Brian Booth tapped the back wall of Justins’ House of Bourbon at just the right point, and the wall swung open to reveal a windowless den behind the shop. It was a veritable speakeasy of some of the rarest vintage whiskeys ever brought together in one vault—old bottles known in the trade as “dusties.”
That’s a big part of what Justins’ House of Bourbon (601 West Main St., Lexington, Ky.; (859) 317-8609; thehouseofbourbon.com) is all about. Note the placement of the possessive apostrophe. This Mecca for bourbon nerds is the brainchild of Justin Sloan and Justin Thompson, both of whom began collecting vintage bottles of bourbon more than a decade ago.
When Kentucky law changed in 2017 to allow the sale—by the glass and by the bottle—of vintage spirits, the two Justins were ready. Their shop, just up Main Street from the Lexington Convention Center, helps cement Lexington’s place in the bourbon constellation. The city already hosted The Bourbon Review magazine and the connoisseur’s bar known as Belle’s Cocktail House —both of which Justin Thompson helped found. Sloan is a co-owner of the magazine and one of the founders of the bourbon collectors’ website The Bourbon Mafia (bourbonmafia.org).

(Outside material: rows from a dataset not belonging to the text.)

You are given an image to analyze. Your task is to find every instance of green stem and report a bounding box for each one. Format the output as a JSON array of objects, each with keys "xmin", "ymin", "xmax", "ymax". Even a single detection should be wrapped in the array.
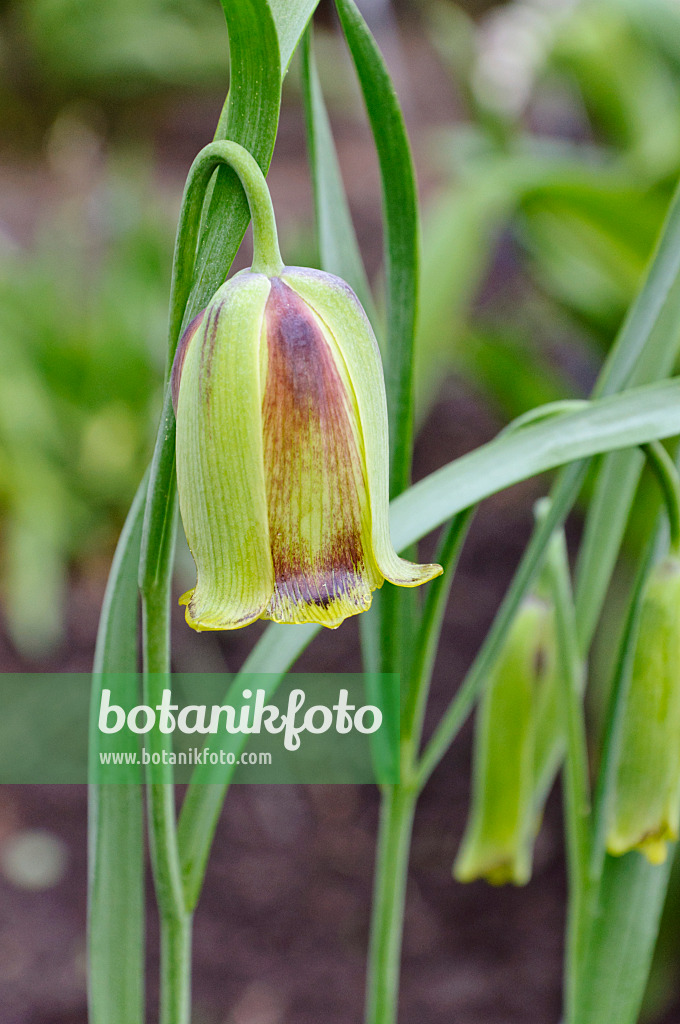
[
  {"xmin": 366, "ymin": 509, "xmax": 472, "ymax": 1024},
  {"xmin": 539, "ymin": 513, "xmax": 591, "ymax": 1020},
  {"xmin": 159, "ymin": 914, "xmax": 192, "ymax": 1024},
  {"xmin": 365, "ymin": 785, "xmax": 417, "ymax": 1024},
  {"xmin": 141, "ymin": 497, "xmax": 192, "ymax": 1024},
  {"xmin": 401, "ymin": 508, "xmax": 474, "ymax": 764},
  {"xmin": 166, "ymin": 140, "xmax": 284, "ymax": 368}
]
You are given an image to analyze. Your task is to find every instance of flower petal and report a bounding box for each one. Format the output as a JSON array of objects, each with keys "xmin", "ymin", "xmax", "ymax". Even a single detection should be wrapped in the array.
[
  {"xmin": 262, "ymin": 278, "xmax": 382, "ymax": 628},
  {"xmin": 177, "ymin": 273, "xmax": 273, "ymax": 630},
  {"xmin": 282, "ymin": 267, "xmax": 441, "ymax": 587}
]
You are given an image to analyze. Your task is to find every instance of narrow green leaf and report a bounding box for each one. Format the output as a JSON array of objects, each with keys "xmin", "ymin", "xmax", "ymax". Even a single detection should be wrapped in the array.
[
  {"xmin": 302, "ymin": 26, "xmax": 375, "ymax": 325},
  {"xmin": 568, "ymin": 852, "xmax": 673, "ymax": 1024},
  {"xmin": 336, "ymin": 0, "xmax": 419, "ymax": 497},
  {"xmin": 576, "ymin": 181, "xmax": 680, "ymax": 650},
  {"xmin": 87, "ymin": 478, "xmax": 146, "ymax": 1024},
  {"xmin": 269, "ymin": 0, "xmax": 318, "ymax": 72},
  {"xmin": 390, "ymin": 378, "xmax": 680, "ymax": 550}
]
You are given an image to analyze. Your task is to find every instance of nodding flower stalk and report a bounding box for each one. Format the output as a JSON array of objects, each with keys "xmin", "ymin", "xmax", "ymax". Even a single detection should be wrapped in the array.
[{"xmin": 172, "ymin": 140, "xmax": 441, "ymax": 630}]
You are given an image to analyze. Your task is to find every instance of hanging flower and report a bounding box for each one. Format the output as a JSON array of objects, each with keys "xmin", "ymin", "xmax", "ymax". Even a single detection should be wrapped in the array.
[
  {"xmin": 172, "ymin": 266, "xmax": 441, "ymax": 630},
  {"xmin": 607, "ymin": 555, "xmax": 680, "ymax": 864}
]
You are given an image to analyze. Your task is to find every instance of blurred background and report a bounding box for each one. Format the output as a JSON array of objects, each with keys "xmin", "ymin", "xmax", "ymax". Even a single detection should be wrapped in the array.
[{"xmin": 0, "ymin": 0, "xmax": 680, "ymax": 1024}]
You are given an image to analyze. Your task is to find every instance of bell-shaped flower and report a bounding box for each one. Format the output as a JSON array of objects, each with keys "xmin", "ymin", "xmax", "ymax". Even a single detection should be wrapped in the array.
[
  {"xmin": 172, "ymin": 267, "xmax": 441, "ymax": 630},
  {"xmin": 607, "ymin": 555, "xmax": 680, "ymax": 864}
]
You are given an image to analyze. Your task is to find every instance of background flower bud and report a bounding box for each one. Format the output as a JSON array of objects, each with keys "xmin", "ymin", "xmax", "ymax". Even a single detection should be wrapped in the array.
[
  {"xmin": 454, "ymin": 596, "xmax": 556, "ymax": 885},
  {"xmin": 607, "ymin": 556, "xmax": 680, "ymax": 863}
]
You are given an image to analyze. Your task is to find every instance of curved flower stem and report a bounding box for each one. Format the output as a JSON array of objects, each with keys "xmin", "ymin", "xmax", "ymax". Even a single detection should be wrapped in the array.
[{"xmin": 139, "ymin": 141, "xmax": 283, "ymax": 1024}]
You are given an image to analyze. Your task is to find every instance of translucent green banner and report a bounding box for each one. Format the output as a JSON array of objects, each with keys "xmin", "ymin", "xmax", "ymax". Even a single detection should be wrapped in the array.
[{"xmin": 0, "ymin": 673, "xmax": 399, "ymax": 784}]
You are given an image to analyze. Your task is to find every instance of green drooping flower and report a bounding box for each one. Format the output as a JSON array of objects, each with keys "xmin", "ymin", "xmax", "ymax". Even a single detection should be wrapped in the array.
[
  {"xmin": 607, "ymin": 555, "xmax": 680, "ymax": 864},
  {"xmin": 172, "ymin": 265, "xmax": 441, "ymax": 630},
  {"xmin": 454, "ymin": 595, "xmax": 559, "ymax": 885}
]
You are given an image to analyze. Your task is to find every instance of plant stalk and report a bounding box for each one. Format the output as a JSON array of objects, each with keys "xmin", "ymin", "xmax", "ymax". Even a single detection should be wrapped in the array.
[{"xmin": 365, "ymin": 784, "xmax": 418, "ymax": 1024}]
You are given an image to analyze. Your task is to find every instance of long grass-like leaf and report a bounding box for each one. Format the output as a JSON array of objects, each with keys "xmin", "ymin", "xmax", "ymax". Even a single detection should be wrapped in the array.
[
  {"xmin": 336, "ymin": 0, "xmax": 420, "ymax": 496},
  {"xmin": 302, "ymin": 27, "xmax": 375, "ymax": 315},
  {"xmin": 87, "ymin": 478, "xmax": 146, "ymax": 1024}
]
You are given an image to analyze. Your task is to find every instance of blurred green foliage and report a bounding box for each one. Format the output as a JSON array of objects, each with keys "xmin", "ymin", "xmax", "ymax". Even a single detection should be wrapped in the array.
[
  {"xmin": 418, "ymin": 0, "xmax": 680, "ymax": 417},
  {"xmin": 0, "ymin": 163, "xmax": 172, "ymax": 655},
  {"xmin": 0, "ymin": 0, "xmax": 228, "ymax": 111},
  {"xmin": 6, "ymin": 0, "xmax": 680, "ymax": 653}
]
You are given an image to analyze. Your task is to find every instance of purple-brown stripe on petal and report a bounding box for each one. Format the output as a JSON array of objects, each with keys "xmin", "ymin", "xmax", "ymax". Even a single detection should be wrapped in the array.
[
  {"xmin": 262, "ymin": 278, "xmax": 371, "ymax": 622},
  {"xmin": 170, "ymin": 309, "xmax": 206, "ymax": 416}
]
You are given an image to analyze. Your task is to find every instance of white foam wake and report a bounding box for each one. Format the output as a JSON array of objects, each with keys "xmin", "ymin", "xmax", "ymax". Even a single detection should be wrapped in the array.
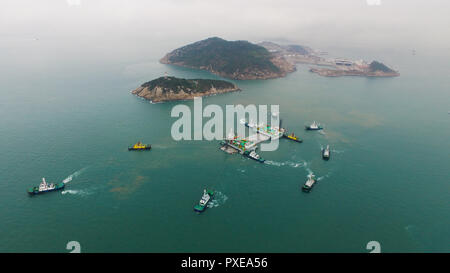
[
  {"xmin": 61, "ymin": 190, "xmax": 91, "ymax": 196},
  {"xmin": 264, "ymin": 160, "xmax": 306, "ymax": 168},
  {"xmin": 208, "ymin": 191, "xmax": 228, "ymax": 208},
  {"xmin": 63, "ymin": 168, "xmax": 87, "ymax": 184}
]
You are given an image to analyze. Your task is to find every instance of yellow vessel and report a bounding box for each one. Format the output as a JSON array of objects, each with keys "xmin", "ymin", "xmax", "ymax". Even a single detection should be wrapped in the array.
[
  {"xmin": 128, "ymin": 141, "xmax": 152, "ymax": 151},
  {"xmin": 284, "ymin": 133, "xmax": 303, "ymax": 142}
]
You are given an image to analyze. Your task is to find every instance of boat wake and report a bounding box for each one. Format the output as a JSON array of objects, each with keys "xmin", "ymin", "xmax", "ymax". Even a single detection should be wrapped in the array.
[
  {"xmin": 208, "ymin": 191, "xmax": 228, "ymax": 208},
  {"xmin": 264, "ymin": 160, "xmax": 306, "ymax": 168},
  {"xmin": 62, "ymin": 167, "xmax": 87, "ymax": 184},
  {"xmin": 61, "ymin": 190, "xmax": 91, "ymax": 196}
]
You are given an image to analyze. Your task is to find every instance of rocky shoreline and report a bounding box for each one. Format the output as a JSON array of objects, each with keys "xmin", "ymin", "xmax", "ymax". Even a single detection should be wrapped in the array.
[
  {"xmin": 309, "ymin": 68, "xmax": 400, "ymax": 77},
  {"xmin": 131, "ymin": 77, "xmax": 240, "ymax": 103}
]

The Justins are true evangelists of the gospel of Kentucky’s golden elixir. While the establishment (which now also has a branch in Louisville) does a brisk business selling vintage bourbon to collectors, the Justins consider themselves mainly in the education business. These guys—and their employees like our bourbon steward Brian Booth (right)—could happily talk all day about bourbon, bourbon history, the fine points of tasting, and enough technical details to overwhelm us mere mortals.
A deep dive into the original American spirit
You can simply stop in and have a drink at the bar (only whiskeys made since 1967) or opt for a private tasting in the Speakeasy Room (shown at top of post), where you can explore the universe of old and rare whiskeys.
This experience generally starts around $100 per person, but the proprietors can tailor an experience for any small group and almost any budget. Reserve far ahead for April and October, though, as the House of Bourbon gets slammed during the Keeneland Racing Season.
We did a lengthy tasting, complete with bourbon history lesson. We learned that barrel aging was an accident—a byproduct of sending raw whiskey down the Ohio and Mississippi rivers in oak barrels when the western half of the continent opened up after the Louisiana Purchase. One highlight of our tasting was a Pappy Van Winkle 10 Year Old, the quintessential “wheated” whiskey with light, fruity notes. By contrast, we also sipped an Elmer T. Lee, a single barrel sour mash from 1986 rich with honey, vanilla, and clove. It was Buffalo Trace’s homage to their long-time master distiller who had retired the year before.
Given our limited budget, our rarest was a powerful and spicy Old Carter Rye Batch 4 barrel proof. With only 942 bottles made, the Indiana rye sells around $200 per bottle. Part of that price reflects the Federal alcohol tax on 114.1° proof. With all that spice and bite, it would make a killer chaser for a bowl of Texas red.